眼见老爷子开始喝第二杯茶,瑾平先没沉住气:“殷叔,您那么晚过来,是有什么指教?”
“你这话说的。”老爷子从茶杯抬起眼,“瑾副生席,我怎么敢指教你啊。”
“您就别挤兑我了。”瑾平看着老爷子苦笑道,“在您面前,我就还是当年那个跟随你脚步的毛头小子。”
“你要是还记得你当年的初心,我倒欣慰。”老爷子轻飘飘地说,“只怕现在位高权重,耳边听多了牛鬼蛇神的各种奉承话,又结识了些新朋友,早把初心给忘干净了。”
瑾平没说话。
“阿平,你有能力和手腕,这些年也证明了自己。可你身上有个毛病,那么多年都没有改过。

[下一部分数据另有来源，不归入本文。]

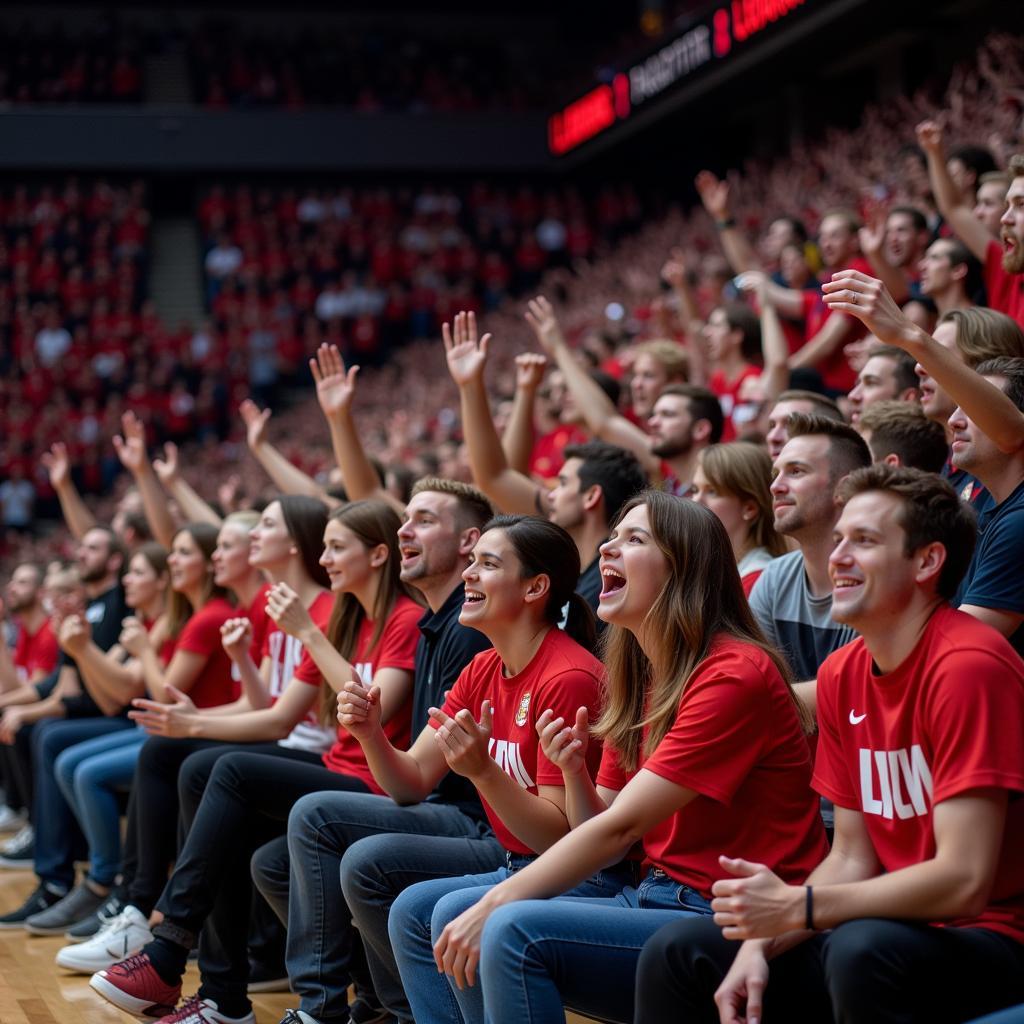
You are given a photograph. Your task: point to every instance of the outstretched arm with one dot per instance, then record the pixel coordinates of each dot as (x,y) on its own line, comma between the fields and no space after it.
(80,520)
(598,411)
(287,476)
(130,446)
(949,199)
(507,487)
(715,195)
(335,391)
(517,441)
(989,409)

”老爷子顿了顿,“那就是,你的执念太深,野心太重。人有冲劲是好事,但凡事不能过头,过头了,终将适得其反。”
瑾平的脸色缓缓沉下来:“殷叔,您教训的是。”
“我这把老骨头,说难听点,是没可能再教训得动你的。”老爷子抬眸,语气沉了几分,“可但凡你敬我为你亦父般的长辈,就应该再三思一下,别再强扭不甜的瓜,那可是你的亲生女儿啊,身体里可是流着你的血的!”
瑾平终于明白了老爷子今晚的来意。
“末末她是个活生生的人,不是你手里的棋子,你如果当真愿意眼睁睁地看着她下半辈子都过得不开心,那你就继续这么执迷不悟下去吧。”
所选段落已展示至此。